Helper Class for OpenVINO Python - tested on 2018R5
This is an attempt to make it easier to run inferences using OpenVINO in Python
Download and place the utils folder inside the same folder as your python script. Place models inside the models subdirectory. Your directory structure should look like:
yourscript.py
|- utils
| |- __init__.py
| |- opv.py
|- images
| |- dog.jpeg
| |- boy.jpeg
| |- truck.jpeg
|- models
|- squeezenet1.1
|- FP16
| |- squeezenet1.1.xml
| |- squeezenet1.1.bin
| |- squeezenet1.1.labels
|- FP32
|- squeezenet1.1.xml
|- squeezenet1.1.bin
|- squeezenet1.1.labels
Assuming you have already set up the python bindings for openvino.inference_engine (ships with OpenVINO), you can run the sample code below. Instead of squeezenet1.1, you can other pre-trained models that ship with the OpenVINO installation. Simply copy the respective models from "Intel_Models" into the models subdirectory following the same format as above.
import cv2
from utils.opv import OpvModel,OpvExec
mymodel = OpvModel("squeezenet1.1", device="MYRIAD", fp="FP16")

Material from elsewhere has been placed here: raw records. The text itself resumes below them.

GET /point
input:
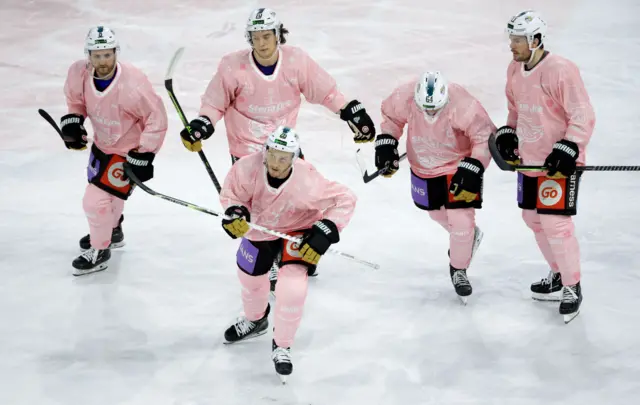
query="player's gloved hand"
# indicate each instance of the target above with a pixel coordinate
(317, 239)
(201, 128)
(236, 226)
(467, 180)
(359, 122)
(507, 143)
(387, 155)
(561, 162)
(141, 164)
(74, 135)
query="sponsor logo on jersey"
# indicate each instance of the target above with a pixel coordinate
(550, 192)
(115, 175)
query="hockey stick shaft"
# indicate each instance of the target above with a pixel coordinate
(154, 193)
(506, 166)
(168, 84)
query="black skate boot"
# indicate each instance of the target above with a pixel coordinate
(91, 261)
(547, 289)
(281, 357)
(571, 300)
(460, 283)
(117, 237)
(246, 329)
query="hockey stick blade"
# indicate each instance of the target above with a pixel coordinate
(148, 190)
(366, 177)
(55, 126)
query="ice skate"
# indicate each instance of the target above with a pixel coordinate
(117, 238)
(244, 329)
(281, 357)
(548, 289)
(460, 283)
(571, 300)
(91, 261)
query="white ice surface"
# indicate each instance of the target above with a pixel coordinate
(149, 329)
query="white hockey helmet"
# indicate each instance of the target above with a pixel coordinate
(101, 37)
(432, 92)
(528, 24)
(284, 139)
(262, 19)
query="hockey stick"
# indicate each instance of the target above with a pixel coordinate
(504, 165)
(148, 190)
(366, 177)
(168, 84)
(50, 120)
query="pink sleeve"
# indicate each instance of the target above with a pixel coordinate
(512, 118)
(337, 202)
(477, 126)
(235, 189)
(74, 88)
(220, 92)
(318, 86)
(150, 109)
(395, 112)
(571, 93)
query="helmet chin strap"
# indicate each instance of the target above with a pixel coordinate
(115, 65)
(533, 52)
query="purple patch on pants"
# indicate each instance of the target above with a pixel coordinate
(93, 168)
(247, 256)
(520, 187)
(419, 191)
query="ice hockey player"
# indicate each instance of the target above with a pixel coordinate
(447, 149)
(129, 123)
(265, 188)
(550, 123)
(255, 90)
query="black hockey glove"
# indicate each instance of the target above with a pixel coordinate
(387, 155)
(561, 162)
(74, 135)
(141, 164)
(359, 121)
(236, 226)
(201, 129)
(316, 241)
(466, 183)
(507, 143)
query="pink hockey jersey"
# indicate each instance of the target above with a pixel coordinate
(254, 105)
(304, 198)
(547, 104)
(436, 144)
(127, 115)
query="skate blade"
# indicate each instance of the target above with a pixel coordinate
(556, 296)
(100, 267)
(570, 317)
(252, 336)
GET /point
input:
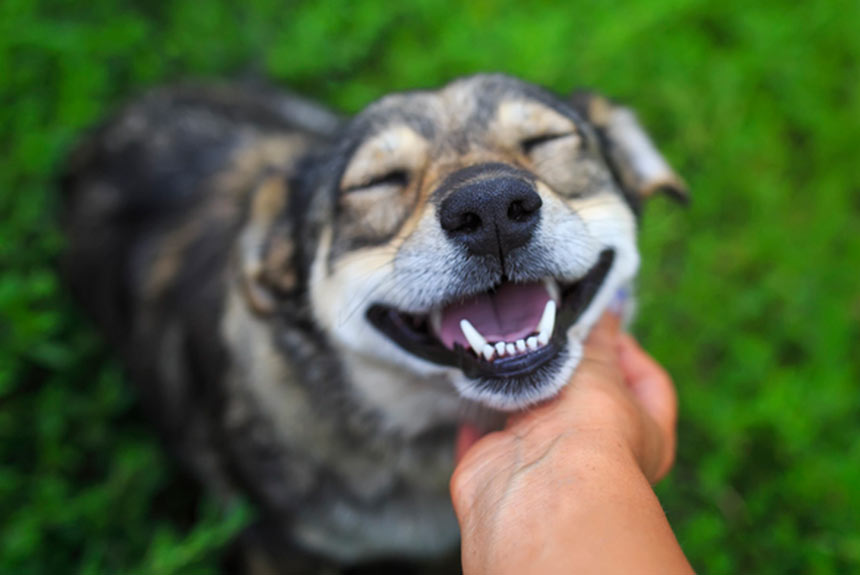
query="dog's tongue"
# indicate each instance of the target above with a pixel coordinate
(511, 312)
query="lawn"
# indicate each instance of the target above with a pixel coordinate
(750, 297)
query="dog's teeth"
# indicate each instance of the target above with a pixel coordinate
(476, 340)
(547, 323)
(552, 289)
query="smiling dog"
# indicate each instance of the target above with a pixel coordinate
(310, 306)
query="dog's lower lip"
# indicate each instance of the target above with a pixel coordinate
(412, 331)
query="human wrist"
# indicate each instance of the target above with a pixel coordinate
(525, 506)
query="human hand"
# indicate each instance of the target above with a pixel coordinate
(608, 433)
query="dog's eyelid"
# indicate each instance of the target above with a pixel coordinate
(529, 144)
(395, 178)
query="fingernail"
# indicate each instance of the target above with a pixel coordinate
(619, 301)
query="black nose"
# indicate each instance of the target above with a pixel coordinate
(492, 216)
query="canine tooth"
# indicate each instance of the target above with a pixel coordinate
(476, 340)
(552, 288)
(488, 352)
(547, 322)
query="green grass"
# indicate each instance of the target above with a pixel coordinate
(751, 297)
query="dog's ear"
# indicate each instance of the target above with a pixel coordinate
(638, 165)
(266, 248)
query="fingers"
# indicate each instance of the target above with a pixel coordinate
(653, 388)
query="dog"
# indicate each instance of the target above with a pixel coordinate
(310, 305)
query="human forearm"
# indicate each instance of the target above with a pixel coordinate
(606, 520)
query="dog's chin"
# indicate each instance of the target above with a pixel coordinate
(518, 392)
(514, 345)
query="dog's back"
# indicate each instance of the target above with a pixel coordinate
(153, 200)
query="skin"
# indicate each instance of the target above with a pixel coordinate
(566, 486)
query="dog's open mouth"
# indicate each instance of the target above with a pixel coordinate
(508, 331)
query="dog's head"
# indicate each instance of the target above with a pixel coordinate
(478, 232)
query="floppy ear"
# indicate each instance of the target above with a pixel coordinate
(266, 248)
(634, 159)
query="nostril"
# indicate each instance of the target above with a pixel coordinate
(470, 222)
(522, 210)
(517, 212)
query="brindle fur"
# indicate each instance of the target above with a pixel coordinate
(198, 219)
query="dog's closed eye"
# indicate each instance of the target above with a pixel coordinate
(386, 160)
(396, 178)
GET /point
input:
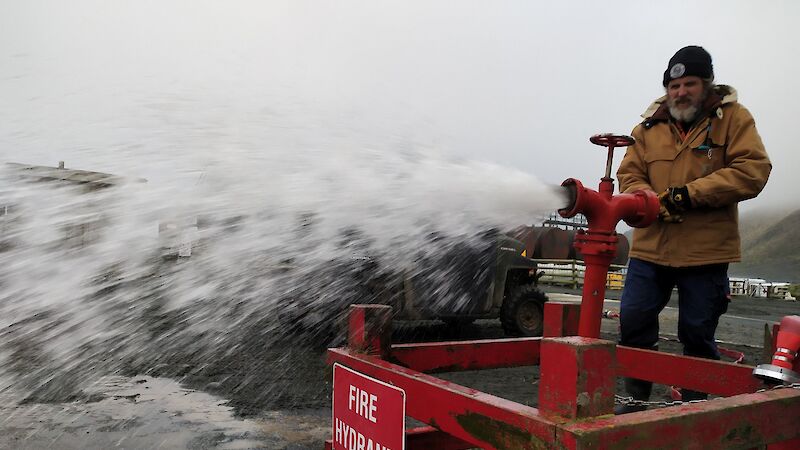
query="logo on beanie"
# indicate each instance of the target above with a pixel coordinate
(677, 71)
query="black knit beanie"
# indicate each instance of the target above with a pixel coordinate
(689, 61)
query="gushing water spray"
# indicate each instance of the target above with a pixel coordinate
(278, 242)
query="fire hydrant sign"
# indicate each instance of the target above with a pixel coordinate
(368, 414)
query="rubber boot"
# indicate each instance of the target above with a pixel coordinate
(689, 395)
(639, 390)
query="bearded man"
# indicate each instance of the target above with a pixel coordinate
(698, 148)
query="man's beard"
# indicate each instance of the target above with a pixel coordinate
(687, 114)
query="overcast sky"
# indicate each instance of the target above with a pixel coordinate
(518, 83)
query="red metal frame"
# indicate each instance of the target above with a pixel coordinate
(575, 394)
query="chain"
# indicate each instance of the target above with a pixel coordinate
(630, 401)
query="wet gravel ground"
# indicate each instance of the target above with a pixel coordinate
(278, 397)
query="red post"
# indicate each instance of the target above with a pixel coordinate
(577, 378)
(370, 329)
(561, 319)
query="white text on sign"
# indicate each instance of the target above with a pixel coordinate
(364, 402)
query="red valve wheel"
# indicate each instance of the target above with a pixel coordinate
(612, 140)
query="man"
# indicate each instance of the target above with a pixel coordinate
(698, 148)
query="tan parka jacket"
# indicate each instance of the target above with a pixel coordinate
(732, 166)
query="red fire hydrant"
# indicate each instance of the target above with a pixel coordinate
(785, 367)
(598, 244)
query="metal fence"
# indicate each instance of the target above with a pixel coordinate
(570, 273)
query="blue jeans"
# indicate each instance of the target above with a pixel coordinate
(703, 296)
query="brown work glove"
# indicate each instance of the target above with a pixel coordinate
(673, 202)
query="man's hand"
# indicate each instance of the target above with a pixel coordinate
(673, 202)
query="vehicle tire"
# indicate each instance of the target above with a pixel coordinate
(457, 322)
(522, 313)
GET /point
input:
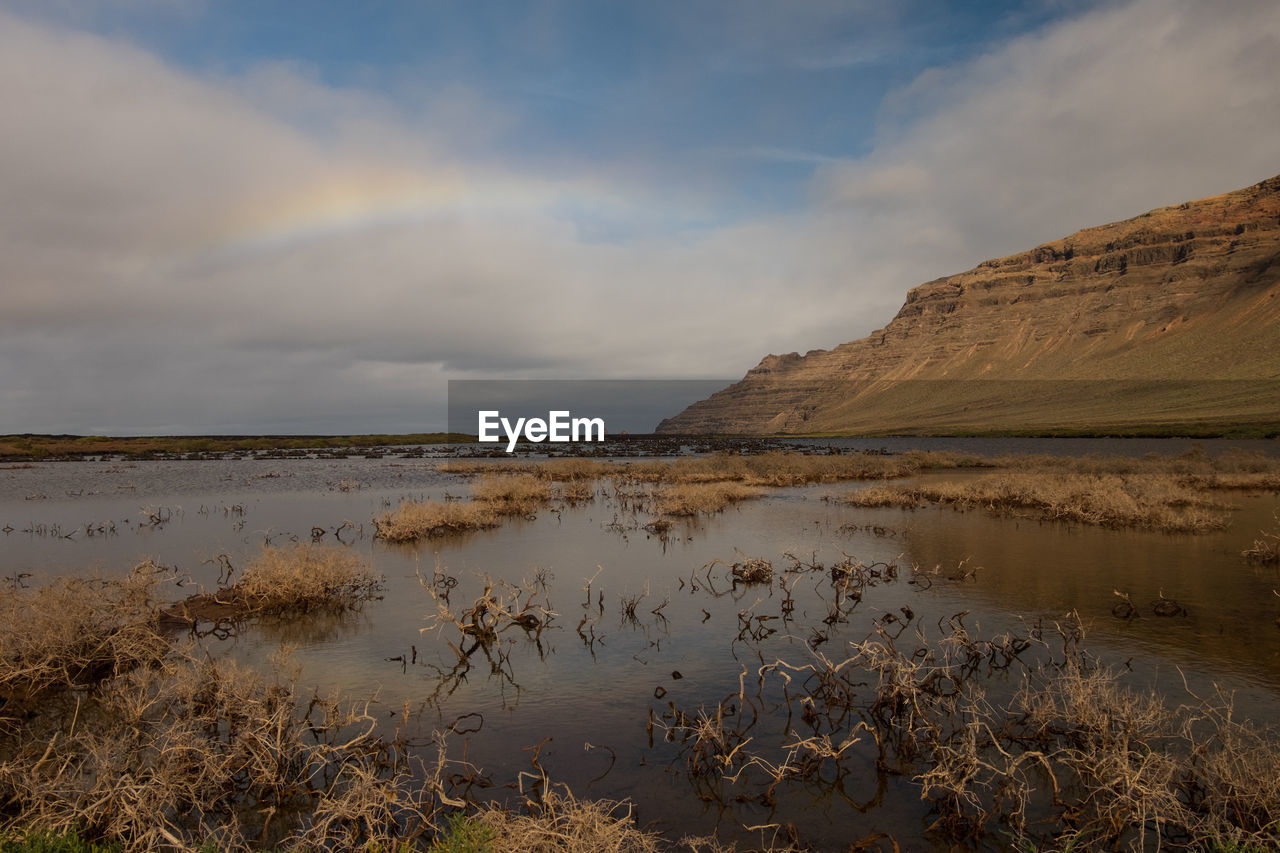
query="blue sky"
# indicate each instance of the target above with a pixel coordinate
(306, 217)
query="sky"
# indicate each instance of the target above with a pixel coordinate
(306, 215)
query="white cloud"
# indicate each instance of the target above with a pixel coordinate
(184, 252)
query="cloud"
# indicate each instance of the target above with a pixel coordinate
(1098, 118)
(186, 252)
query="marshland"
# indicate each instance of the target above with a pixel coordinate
(823, 644)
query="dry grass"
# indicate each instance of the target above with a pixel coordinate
(77, 632)
(1120, 501)
(567, 825)
(695, 498)
(423, 519)
(512, 493)
(493, 496)
(775, 468)
(306, 576)
(1266, 547)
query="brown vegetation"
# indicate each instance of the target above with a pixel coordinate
(694, 498)
(1266, 547)
(78, 630)
(511, 493)
(1123, 501)
(773, 468)
(423, 519)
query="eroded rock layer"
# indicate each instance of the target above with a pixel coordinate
(1162, 322)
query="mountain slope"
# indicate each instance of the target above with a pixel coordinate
(1165, 322)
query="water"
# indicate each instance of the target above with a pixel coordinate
(592, 693)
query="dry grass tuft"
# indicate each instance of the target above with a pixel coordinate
(1106, 500)
(1266, 548)
(424, 519)
(307, 576)
(512, 493)
(78, 630)
(694, 498)
(567, 825)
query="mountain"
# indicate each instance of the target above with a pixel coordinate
(1164, 323)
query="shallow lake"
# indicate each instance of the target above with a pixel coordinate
(600, 683)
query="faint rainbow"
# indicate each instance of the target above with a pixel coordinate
(332, 208)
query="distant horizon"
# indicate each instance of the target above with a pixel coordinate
(307, 218)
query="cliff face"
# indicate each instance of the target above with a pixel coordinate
(1169, 318)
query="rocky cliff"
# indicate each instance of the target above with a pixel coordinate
(1161, 323)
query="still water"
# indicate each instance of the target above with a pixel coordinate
(599, 676)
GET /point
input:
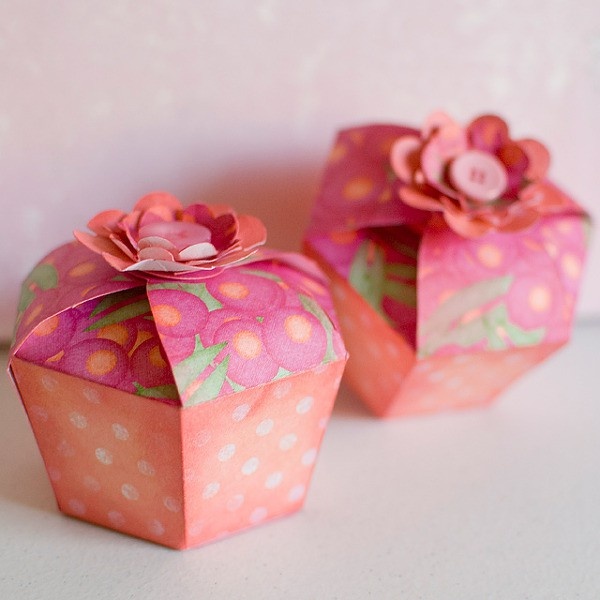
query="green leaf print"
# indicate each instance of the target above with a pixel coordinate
(187, 371)
(311, 306)
(209, 389)
(130, 311)
(493, 326)
(168, 391)
(465, 300)
(367, 273)
(197, 289)
(114, 299)
(44, 277)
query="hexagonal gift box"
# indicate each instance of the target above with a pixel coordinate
(177, 406)
(454, 263)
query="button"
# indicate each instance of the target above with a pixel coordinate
(479, 175)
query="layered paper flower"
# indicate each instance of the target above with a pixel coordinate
(163, 238)
(478, 177)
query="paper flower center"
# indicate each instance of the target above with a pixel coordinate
(479, 175)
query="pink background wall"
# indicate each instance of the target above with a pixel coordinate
(238, 101)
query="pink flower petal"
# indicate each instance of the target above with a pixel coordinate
(516, 162)
(434, 121)
(115, 239)
(539, 158)
(404, 157)
(464, 224)
(99, 245)
(153, 241)
(416, 199)
(155, 253)
(447, 143)
(488, 133)
(161, 199)
(179, 233)
(198, 251)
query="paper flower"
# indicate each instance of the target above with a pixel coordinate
(478, 177)
(162, 238)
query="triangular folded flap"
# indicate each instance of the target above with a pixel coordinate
(67, 277)
(248, 300)
(359, 188)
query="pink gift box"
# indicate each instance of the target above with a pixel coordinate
(174, 410)
(437, 310)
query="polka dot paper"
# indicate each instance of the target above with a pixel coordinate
(439, 311)
(177, 409)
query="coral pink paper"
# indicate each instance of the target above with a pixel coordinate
(432, 317)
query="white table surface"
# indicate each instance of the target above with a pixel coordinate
(498, 503)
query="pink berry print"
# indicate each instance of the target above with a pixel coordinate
(249, 361)
(149, 366)
(99, 360)
(177, 313)
(245, 292)
(296, 339)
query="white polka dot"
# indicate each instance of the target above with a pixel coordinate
(116, 518)
(305, 405)
(374, 350)
(104, 456)
(65, 449)
(146, 468)
(78, 420)
(264, 427)
(226, 452)
(250, 466)
(129, 491)
(296, 493)
(202, 438)
(273, 480)
(309, 457)
(39, 413)
(190, 474)
(91, 395)
(282, 389)
(156, 527)
(240, 412)
(211, 489)
(196, 528)
(172, 504)
(258, 514)
(288, 441)
(436, 376)
(54, 473)
(49, 383)
(77, 506)
(91, 483)
(454, 383)
(461, 359)
(120, 432)
(235, 502)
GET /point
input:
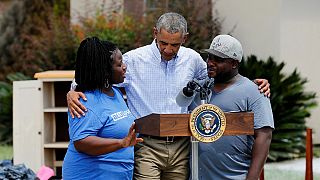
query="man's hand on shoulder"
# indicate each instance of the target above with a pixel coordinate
(74, 105)
(263, 86)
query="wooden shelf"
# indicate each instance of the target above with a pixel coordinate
(56, 145)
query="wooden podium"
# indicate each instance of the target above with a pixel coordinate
(238, 123)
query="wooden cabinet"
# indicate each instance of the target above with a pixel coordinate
(40, 121)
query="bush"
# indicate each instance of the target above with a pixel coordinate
(34, 39)
(290, 102)
(129, 32)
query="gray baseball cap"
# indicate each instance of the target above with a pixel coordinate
(226, 46)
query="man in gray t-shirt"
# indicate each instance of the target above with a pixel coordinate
(243, 156)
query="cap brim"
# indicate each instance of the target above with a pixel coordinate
(216, 53)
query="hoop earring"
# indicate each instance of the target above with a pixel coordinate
(106, 84)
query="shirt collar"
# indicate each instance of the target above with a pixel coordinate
(156, 52)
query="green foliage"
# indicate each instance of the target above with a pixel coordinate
(290, 102)
(34, 39)
(116, 28)
(129, 32)
(6, 107)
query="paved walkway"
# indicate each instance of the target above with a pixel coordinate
(294, 165)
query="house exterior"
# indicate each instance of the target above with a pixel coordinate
(287, 30)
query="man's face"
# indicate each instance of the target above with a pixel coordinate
(168, 43)
(220, 68)
(118, 68)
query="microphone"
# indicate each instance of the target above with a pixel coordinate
(205, 90)
(207, 86)
(190, 88)
(186, 95)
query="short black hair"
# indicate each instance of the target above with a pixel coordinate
(94, 64)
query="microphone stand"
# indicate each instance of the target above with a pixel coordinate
(204, 97)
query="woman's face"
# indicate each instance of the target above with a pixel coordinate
(118, 68)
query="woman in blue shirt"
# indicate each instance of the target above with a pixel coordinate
(101, 142)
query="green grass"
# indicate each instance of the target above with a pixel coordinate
(6, 152)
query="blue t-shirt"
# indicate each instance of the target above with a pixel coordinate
(107, 117)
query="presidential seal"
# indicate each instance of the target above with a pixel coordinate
(207, 123)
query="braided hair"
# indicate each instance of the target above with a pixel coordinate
(94, 64)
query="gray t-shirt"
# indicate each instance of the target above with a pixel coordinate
(229, 157)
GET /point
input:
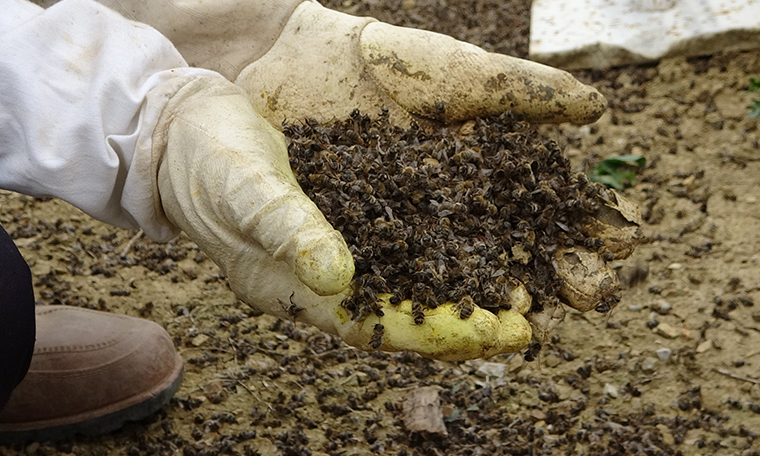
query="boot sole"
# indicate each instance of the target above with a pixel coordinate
(99, 425)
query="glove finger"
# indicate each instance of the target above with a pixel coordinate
(443, 335)
(587, 279)
(436, 76)
(246, 180)
(618, 222)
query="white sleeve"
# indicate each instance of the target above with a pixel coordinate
(81, 91)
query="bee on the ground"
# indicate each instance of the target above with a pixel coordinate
(608, 304)
(293, 310)
(417, 313)
(465, 307)
(606, 253)
(543, 220)
(377, 336)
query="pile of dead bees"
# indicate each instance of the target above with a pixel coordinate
(451, 216)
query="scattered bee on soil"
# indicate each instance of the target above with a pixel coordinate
(450, 215)
(292, 309)
(377, 336)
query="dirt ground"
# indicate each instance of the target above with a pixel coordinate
(674, 369)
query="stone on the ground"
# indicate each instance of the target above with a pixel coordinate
(663, 353)
(492, 370)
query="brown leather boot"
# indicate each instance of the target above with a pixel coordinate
(91, 372)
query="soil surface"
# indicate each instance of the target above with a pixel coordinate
(674, 369)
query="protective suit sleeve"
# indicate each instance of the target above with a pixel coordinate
(81, 91)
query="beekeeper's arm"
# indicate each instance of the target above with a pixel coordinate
(104, 113)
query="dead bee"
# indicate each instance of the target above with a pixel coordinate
(293, 310)
(608, 304)
(417, 313)
(465, 307)
(543, 220)
(377, 336)
(532, 351)
(606, 253)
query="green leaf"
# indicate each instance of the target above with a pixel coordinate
(754, 85)
(618, 160)
(617, 171)
(754, 109)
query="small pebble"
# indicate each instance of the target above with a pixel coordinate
(662, 307)
(666, 330)
(610, 390)
(663, 353)
(648, 365)
(492, 370)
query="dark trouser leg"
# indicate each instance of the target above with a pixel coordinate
(17, 328)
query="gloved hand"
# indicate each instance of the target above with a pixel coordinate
(297, 59)
(234, 195)
(224, 178)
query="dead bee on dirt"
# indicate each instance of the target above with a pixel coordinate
(608, 304)
(605, 253)
(293, 310)
(377, 336)
(465, 307)
(417, 313)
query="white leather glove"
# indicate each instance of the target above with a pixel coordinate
(297, 59)
(224, 178)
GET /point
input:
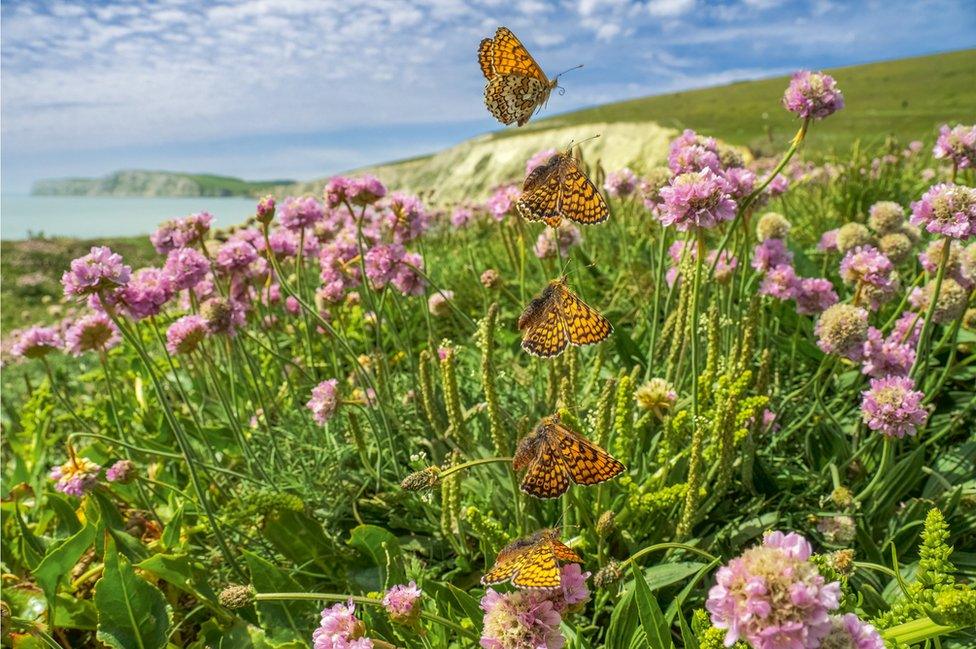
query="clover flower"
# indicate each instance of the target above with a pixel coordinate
(76, 477)
(94, 331)
(893, 406)
(947, 209)
(339, 628)
(773, 596)
(813, 95)
(186, 334)
(298, 213)
(842, 329)
(696, 200)
(957, 144)
(690, 152)
(37, 342)
(324, 401)
(402, 603)
(885, 217)
(814, 295)
(621, 183)
(886, 356)
(99, 270)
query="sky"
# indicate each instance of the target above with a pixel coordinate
(302, 89)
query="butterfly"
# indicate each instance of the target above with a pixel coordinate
(556, 318)
(553, 455)
(516, 86)
(558, 189)
(531, 562)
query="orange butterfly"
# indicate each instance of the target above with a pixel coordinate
(516, 86)
(554, 455)
(558, 189)
(531, 562)
(557, 318)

prediction = mymodel.Predict(cv2.imread("images/dog.jpeg"))
The results stored in the variable "prediction" (in the example above) is a numpy array.
If using the Intel pre-trained models,
prediction.shape should match the documentation for the output of the respective models.
Create your own methods/functions to parse the output.
Use with caution. Do note that this code may no longer work when Intel updates the Python API.
https://software.intel.com/en-us/articles/OpenVINO-InferEngine#overview-of-inference-engine-python-api
According to the site as at 1 January 2019, "This is a preview version of the Inference Engine Python* API for evaluation purpose only. Module structure and API itself will be changed in future releases."